# Kitty scratching sides of litter box & litter recommendations



## Gigi009 (Dec 29, 2015)

Hi all  Diego has started to scratch at the sides of litter box (I tried leaving the lid off and that didn't help). 

I think it's bc he doesn't like the litter between his little toe beans. He's currently using World's Best. Worlds best leaves his poor little feet all white and dusty since he's black. For some reason, I don't think WB is very effective on odor either. 

He was previously on Blue's walnut litter but he didn't like that either lol. He seems to prefer clay litter but I refuse to use it.

I noticed his paws are slightly peeling has anyone seen this before? We have tile floors and he's strictly indoor. 

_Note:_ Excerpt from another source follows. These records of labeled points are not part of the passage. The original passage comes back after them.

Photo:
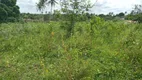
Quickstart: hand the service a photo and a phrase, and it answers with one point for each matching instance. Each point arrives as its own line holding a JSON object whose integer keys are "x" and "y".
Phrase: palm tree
{"x": 42, "y": 4}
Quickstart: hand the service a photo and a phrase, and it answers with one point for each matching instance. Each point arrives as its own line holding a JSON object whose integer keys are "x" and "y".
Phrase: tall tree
{"x": 42, "y": 4}
{"x": 9, "y": 11}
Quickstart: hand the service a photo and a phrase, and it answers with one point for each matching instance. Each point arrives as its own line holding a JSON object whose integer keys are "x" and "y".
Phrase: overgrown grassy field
{"x": 40, "y": 51}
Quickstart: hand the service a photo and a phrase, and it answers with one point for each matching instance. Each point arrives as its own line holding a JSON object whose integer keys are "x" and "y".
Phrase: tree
{"x": 136, "y": 14}
{"x": 42, "y": 4}
{"x": 9, "y": 11}
{"x": 121, "y": 15}
{"x": 3, "y": 15}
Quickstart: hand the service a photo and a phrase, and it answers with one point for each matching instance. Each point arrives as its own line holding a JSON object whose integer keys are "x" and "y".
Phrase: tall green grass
{"x": 40, "y": 51}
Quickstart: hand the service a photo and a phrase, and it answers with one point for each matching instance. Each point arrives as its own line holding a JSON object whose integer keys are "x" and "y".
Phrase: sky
{"x": 101, "y": 6}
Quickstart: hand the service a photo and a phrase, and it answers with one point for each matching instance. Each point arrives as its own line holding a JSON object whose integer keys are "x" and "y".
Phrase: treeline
{"x": 136, "y": 14}
{"x": 9, "y": 11}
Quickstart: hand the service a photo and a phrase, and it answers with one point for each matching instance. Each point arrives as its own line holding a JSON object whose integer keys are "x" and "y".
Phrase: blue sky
{"x": 102, "y": 6}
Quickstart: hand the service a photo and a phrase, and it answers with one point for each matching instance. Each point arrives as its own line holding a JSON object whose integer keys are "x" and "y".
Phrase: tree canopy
{"x": 9, "y": 11}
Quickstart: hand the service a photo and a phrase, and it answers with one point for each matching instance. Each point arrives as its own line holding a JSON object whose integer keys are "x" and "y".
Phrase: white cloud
{"x": 102, "y": 6}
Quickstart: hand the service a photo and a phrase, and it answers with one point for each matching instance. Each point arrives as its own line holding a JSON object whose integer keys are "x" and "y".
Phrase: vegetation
{"x": 69, "y": 44}
{"x": 9, "y": 11}
{"x": 41, "y": 51}
{"x": 136, "y": 14}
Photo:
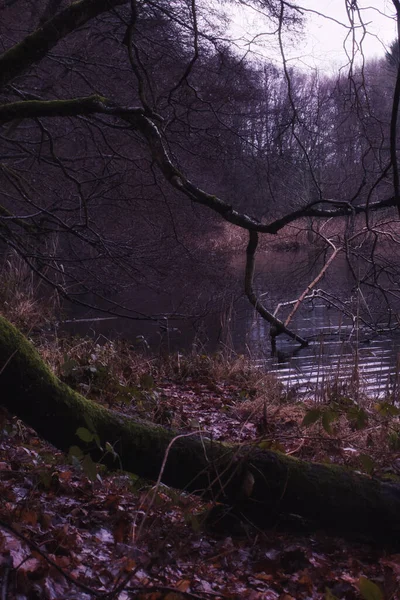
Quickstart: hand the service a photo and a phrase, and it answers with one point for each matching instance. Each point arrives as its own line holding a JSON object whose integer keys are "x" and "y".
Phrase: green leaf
{"x": 84, "y": 434}
{"x": 311, "y": 417}
{"x": 89, "y": 467}
{"x": 369, "y": 590}
{"x": 367, "y": 463}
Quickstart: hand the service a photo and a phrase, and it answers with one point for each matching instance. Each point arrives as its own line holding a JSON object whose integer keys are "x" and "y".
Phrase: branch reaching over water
{"x": 277, "y": 324}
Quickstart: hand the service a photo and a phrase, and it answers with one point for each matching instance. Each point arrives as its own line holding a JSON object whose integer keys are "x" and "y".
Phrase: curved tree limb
{"x": 278, "y": 325}
{"x": 258, "y": 485}
{"x": 146, "y": 126}
{"x": 35, "y": 46}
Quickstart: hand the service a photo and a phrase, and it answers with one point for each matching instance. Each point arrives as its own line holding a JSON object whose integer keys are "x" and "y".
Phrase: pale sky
{"x": 322, "y": 45}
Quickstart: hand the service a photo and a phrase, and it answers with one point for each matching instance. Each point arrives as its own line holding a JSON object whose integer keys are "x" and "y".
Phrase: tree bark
{"x": 260, "y": 485}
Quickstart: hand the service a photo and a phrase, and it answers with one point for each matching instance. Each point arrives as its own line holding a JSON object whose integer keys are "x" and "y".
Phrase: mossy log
{"x": 261, "y": 485}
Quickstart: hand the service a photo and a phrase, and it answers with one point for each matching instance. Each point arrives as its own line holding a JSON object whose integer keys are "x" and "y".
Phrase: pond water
{"x": 339, "y": 353}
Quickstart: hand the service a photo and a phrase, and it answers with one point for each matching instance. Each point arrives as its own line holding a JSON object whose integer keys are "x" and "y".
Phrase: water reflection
{"x": 338, "y": 353}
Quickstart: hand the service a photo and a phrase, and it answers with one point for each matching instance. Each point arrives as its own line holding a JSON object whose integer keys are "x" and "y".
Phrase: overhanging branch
{"x": 35, "y": 46}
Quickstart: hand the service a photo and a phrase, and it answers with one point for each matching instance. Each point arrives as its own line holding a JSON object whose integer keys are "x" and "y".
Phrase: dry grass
{"x": 23, "y": 298}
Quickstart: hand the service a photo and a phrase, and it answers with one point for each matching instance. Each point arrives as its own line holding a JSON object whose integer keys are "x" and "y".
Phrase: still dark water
{"x": 338, "y": 352}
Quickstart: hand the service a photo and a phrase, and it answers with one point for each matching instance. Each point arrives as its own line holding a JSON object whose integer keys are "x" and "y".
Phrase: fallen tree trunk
{"x": 261, "y": 485}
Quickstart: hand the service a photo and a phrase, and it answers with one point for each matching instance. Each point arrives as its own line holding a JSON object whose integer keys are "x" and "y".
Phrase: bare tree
{"x": 112, "y": 106}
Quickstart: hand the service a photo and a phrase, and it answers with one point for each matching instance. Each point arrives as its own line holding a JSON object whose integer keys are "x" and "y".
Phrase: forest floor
{"x": 69, "y": 530}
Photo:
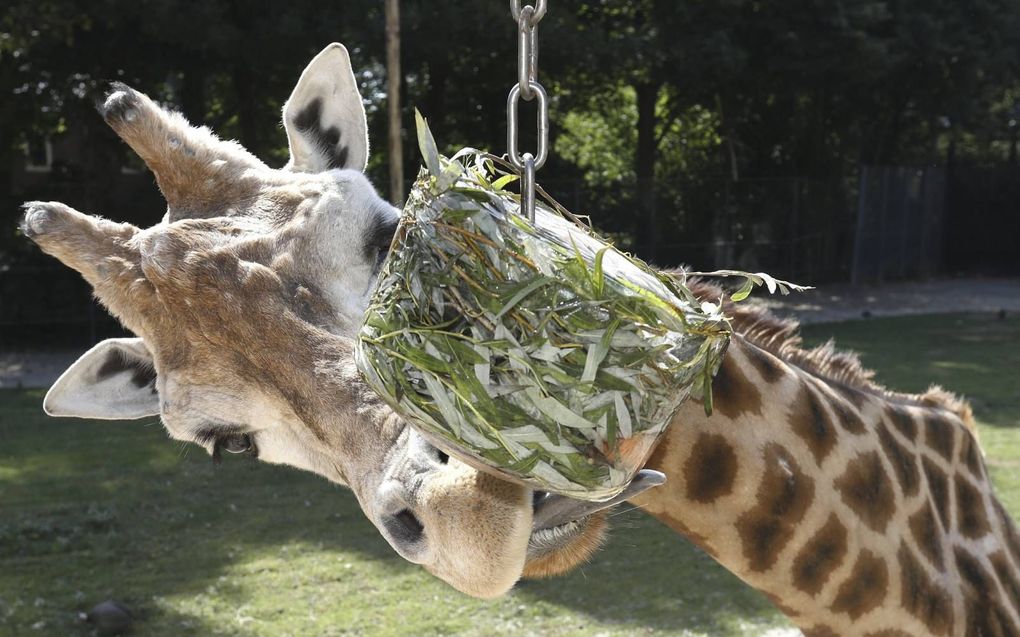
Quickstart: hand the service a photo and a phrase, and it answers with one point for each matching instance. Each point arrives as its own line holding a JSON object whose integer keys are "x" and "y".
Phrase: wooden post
{"x": 393, "y": 101}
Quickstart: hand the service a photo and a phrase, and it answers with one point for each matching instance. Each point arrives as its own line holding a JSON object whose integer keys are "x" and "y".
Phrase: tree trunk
{"x": 247, "y": 110}
{"x": 646, "y": 233}
{"x": 393, "y": 101}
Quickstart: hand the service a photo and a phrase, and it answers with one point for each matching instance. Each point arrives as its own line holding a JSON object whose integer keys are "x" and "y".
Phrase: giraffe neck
{"x": 855, "y": 512}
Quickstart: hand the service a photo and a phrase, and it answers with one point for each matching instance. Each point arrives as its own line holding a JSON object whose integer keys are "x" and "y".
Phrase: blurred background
{"x": 822, "y": 141}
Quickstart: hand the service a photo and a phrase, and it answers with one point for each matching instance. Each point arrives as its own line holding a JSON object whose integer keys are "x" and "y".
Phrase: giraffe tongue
{"x": 552, "y": 511}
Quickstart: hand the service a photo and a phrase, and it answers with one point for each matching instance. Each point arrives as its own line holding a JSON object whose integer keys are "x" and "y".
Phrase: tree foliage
{"x": 650, "y": 91}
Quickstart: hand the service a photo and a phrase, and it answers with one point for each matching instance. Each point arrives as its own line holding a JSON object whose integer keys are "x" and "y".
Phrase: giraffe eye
{"x": 237, "y": 443}
{"x": 234, "y": 443}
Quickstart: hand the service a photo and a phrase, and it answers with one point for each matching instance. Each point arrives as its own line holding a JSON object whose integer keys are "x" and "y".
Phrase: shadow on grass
{"x": 91, "y": 511}
{"x": 98, "y": 510}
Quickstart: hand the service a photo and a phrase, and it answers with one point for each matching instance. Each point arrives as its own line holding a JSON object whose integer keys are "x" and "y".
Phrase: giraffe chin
{"x": 561, "y": 548}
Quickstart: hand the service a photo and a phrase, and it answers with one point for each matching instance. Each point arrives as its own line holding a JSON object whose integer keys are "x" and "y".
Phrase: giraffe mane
{"x": 781, "y": 337}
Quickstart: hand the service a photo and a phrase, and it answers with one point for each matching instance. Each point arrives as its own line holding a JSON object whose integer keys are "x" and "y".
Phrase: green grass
{"x": 91, "y": 511}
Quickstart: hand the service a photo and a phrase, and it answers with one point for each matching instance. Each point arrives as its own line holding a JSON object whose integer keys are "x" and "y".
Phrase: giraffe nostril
{"x": 405, "y": 527}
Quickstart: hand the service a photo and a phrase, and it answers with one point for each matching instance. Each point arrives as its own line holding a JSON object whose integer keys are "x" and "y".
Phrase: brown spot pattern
{"x": 783, "y": 497}
{"x": 928, "y": 535}
{"x": 710, "y": 469}
{"x": 767, "y": 365}
{"x": 1007, "y": 577}
{"x": 939, "y": 435}
{"x": 1009, "y": 530}
{"x": 820, "y": 556}
{"x": 904, "y": 421}
{"x": 810, "y": 421}
{"x": 970, "y": 455}
{"x": 938, "y": 491}
{"x": 904, "y": 461}
{"x": 865, "y": 488}
{"x": 732, "y": 393}
{"x": 972, "y": 519}
{"x": 922, "y": 597}
{"x": 848, "y": 416}
{"x": 865, "y": 588}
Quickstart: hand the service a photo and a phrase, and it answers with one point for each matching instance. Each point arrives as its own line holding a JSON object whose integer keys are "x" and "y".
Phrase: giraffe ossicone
{"x": 856, "y": 510}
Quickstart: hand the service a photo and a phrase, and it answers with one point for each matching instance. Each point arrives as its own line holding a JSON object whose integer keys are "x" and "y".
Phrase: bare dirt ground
{"x": 826, "y": 305}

He's going to the vet Thursday to have stitches removed, I'll probably ask about his toes beans aka toe pads  

What litter do you guys like and why? 

I have two litter boxes in the house for (7 months) Diego and the 8 week old kittens. I clean it 2/3 times a day just bc I don't want any poop paws since they are all kittens lol.


----------



## LakotaWolf (Aug 10, 2012)

I use only clay litter - Dr. Elsey's Precious Cat Ultra. I've used a lot of clay litters over my cat's 17 years, and the Precious Cat Ultra is the best I've ever seen. It clumps beautifully, does not stink, and has the least amount of dust. It's also unscented, which is 5,000 points in its favor in my opinion XD

What are your oppositions to clay litter? (not trying to be obnoxious, just curious) - I know it can be a concern for kittens because they may ingest it, but my feline-only vet told me that an adult cat cannot lick/groom enough litter out of their paws/fur to do any damage - when clay litter is ingested, there's enough moisture in the digestive tract to dissolve it completely - it will NOT clump up inside the cat and kill the cat. He said that is a myth, and I can't find any absolute proof/stories/etc on the internet that ingesting clay litter DOES kill cats - I've only found hearsay and the "my friend knew a person whose mom had a kitten that ate clay litter AND DIED" type stories. 

I've actually found more things against other types of litter than things against clay litter. Most protests against clay litter seem to be things like it's not biodegradable, flushable, or safe for the environment, or that it's strip-mined so it's horrible for the planet, or that it's dusty. However, from what I've read (again, not real facts, mostly just conjectures) I've read that corn/grain litters (like World's Best) can grow mold and aflatoxins when they get wet (you know.. like when a cat pees on them XD ) and that pine and other wood-type litters can still contain plant oils that are toxic to cats. 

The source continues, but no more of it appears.